Os sambas de teores politizados só viriam à tona em 1985, pela gravadora nacional Copacabana, entre futuros clássicos do pagode “de raiz” como Isto É Fundo de Quintal e Papai Vadiou. E só seriam notados a partir de 2000, quando Zé do Caroço virou sucesso comercial com o grupo pagodeiro Revelação.

O samba, que denuncia as condições precárias no Morro do Pau da Bandeira, só chegou recentemente às classes mais intelectualizadas, pela voz de Seu Jorge, que, no trecho na hora que a televisão brasileira/ distrai toda gente com a sua novela, substituiu “distrai” por “destrói”. Leci aprova a provocação, mesmo sendo figura freqüente nas coberturas carnavalescas da Globo, como comentarista dos desfiles.
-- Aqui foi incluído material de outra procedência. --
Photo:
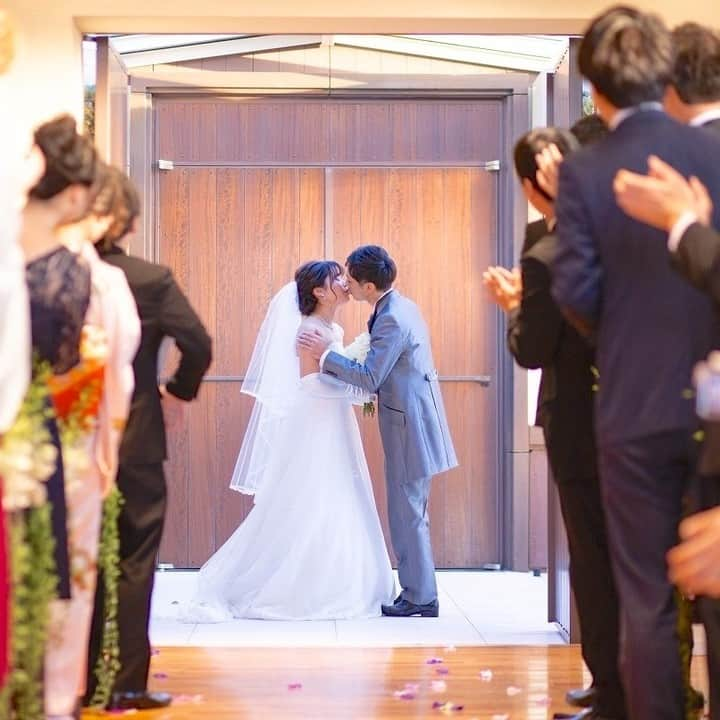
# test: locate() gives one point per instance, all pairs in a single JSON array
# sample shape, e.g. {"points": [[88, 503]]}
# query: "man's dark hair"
{"points": [[696, 74], [627, 55], [119, 198], [535, 141], [371, 263], [589, 129]]}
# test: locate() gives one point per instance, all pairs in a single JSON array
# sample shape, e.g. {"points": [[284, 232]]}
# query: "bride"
{"points": [[312, 547]]}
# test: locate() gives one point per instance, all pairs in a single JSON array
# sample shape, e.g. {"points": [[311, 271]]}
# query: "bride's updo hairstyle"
{"points": [[312, 275], [70, 158]]}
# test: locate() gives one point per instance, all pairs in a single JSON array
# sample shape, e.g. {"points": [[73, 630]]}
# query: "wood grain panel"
{"points": [[437, 224], [330, 131], [235, 235], [201, 289], [240, 236]]}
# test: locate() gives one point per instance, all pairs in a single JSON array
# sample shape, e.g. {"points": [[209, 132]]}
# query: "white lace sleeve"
{"points": [[357, 350]]}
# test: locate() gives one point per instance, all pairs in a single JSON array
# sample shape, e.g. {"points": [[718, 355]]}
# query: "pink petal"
{"points": [[404, 694]]}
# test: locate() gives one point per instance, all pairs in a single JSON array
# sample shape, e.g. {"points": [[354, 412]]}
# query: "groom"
{"points": [[415, 435]]}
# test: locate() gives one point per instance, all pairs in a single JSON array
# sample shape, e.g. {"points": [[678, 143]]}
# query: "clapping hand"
{"points": [[547, 176], [504, 286], [662, 196], [313, 342]]}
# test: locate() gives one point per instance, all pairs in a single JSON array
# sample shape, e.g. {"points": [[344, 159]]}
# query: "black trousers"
{"points": [[594, 587], [643, 482], [141, 526]]}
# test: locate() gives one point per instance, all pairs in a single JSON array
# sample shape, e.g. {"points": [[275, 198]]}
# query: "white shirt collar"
{"points": [[705, 117], [622, 115]]}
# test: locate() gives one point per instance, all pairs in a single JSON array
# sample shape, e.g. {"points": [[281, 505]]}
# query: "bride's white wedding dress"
{"points": [[312, 547]]}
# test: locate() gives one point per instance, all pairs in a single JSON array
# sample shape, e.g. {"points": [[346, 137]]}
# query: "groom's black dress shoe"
{"points": [[582, 697], [404, 608], [139, 701]]}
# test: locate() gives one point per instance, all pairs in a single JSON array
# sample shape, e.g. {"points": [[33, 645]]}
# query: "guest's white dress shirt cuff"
{"points": [[679, 228], [323, 356]]}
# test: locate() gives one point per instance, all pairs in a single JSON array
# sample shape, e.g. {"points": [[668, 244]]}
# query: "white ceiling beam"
{"points": [[517, 60], [242, 46]]}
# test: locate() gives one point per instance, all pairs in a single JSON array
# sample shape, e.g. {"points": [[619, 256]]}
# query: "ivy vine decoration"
{"points": [[27, 459], [108, 663]]}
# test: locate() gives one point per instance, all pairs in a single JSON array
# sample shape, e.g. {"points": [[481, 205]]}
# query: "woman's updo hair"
{"points": [[311, 275], [70, 158]]}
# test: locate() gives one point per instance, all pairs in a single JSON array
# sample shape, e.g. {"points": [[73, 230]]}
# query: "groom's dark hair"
{"points": [[371, 263]]}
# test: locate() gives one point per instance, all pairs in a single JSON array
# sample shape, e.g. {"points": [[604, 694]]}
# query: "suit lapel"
{"points": [[378, 307]]}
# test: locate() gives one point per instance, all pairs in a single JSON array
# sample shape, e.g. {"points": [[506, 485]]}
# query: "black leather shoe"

Ela sabe que ficou estigmatizada pelo hábito de narrar, ao vivo, os nomes de todos os membros das comunidades que vê passando pela telinha. Mas não arreda pé. “Sei que falam ‘lá vem a Leci Comunidade’ e que programas de tevê não me chamam porque acham que só falo disso. Mandavam cartas falando que sou uma chata que só fica falando nomes que ninguém quer saber, ou que eu não falava os nomes das celebridades que passavam. Mas desses não tinha que ser eu a falar. Por alguns segundos, na tevê, havia alguém tratando bem aquelas outras pessoa””, diz.

Cumprido o percurso até o ponto atual, há as recorrentes homenagens de rappers como Racionais e Rappin’ Hood a Leci, e também dela a eles (como em Pro Mano Brown, de 1999). Essas culminam agora no CD e DVD Canções Afirmativas, em que Leci canta com convidados como Alcione, Jorge Aragão, Paula Lima e… Mano Brown. O líder dos Racionais quis gravar outra das rejeitadas 30 anos atrás, Deixa, Deixa, cuja letra diz deixa ele curtir, deixa ele tocar e sapatear ou deixa ele escrever, deixa ele cantar, deixa discursar, para então concluir que é melhor do que ele sacar de uma arma pra nos matar.

É a idéia defendida hoje por movimentos e núcleos como hip-hop, funk carioca, Olodum, Timbalada ou AfroReggae, de que cultura e arte podem ser instrumentos para resgatar jovens periféricos da violência. Leci já falava nisso todo dia, desde quando avisava que está nascendo um novo líder no Morro do Pau da Bandeira. Sob seu canto quase silencioso, fermentavam-se vozes como as de Mano Brown e MV Bill, que hoje ela apóia com entusiasmo:

“Na ditadura, os compositores intelectuais faziam protesto, porque aquilo estava atingindo seus pares. Mas aconteceram e acontecem coisas bem piores no País e não vejo mais ninguém fazendo nada, a não ser a juventude negra que faz hip-hop. Tem gente que acha que música é para a gente se deleitar, mas acho que você não tem que ir ao público só para ele aplaudir, comprar seu CD, colocar você na parada”.

O ponto de partida, nota-se, é o de chegada: “Na condição de mulher negra de origem humilde, tenho que ser fiel aos meus referenciais. Se vou a rádio, tevê e jornal e tenho portas abertas para falar, por que não continuar batalhando contra o preconceito, pelo direito da mulher, pela igualdade racial?”.

Esse é o projeto que ela cumpre até hoje, assinalando críticas à mídia “classe A” que simula não percebê-la, mas também formulando uma autocrítica a Leci Brandão: “Sei que estou um pouco diferente daquela Leci dos anos 80. Eu era mais dura, incisiva. Estava tendo muita complicação para conseguir entrar, então o que fiz? Passei a cantar as mesmas coisas que cantava, mas com o rosto mais suave, com mais sutileza, com mais sorriso. E passei a atingir muito mais gente”.

Coincidência ou não, é um processo que Cartola (1908-1980) não teve tempo de conhecer, e é o aprendizado vivido por Mano Brown, MV Bill, Nega Gizza, Negra Li, Seu Jorge e outros cantores de protesto (e de festa). Dona Leci está bem ali, pairando entre pagodes paulistas, bois-bumbá paraenses, afro-reggaes baianos e as rampas do planalto central do Brasil.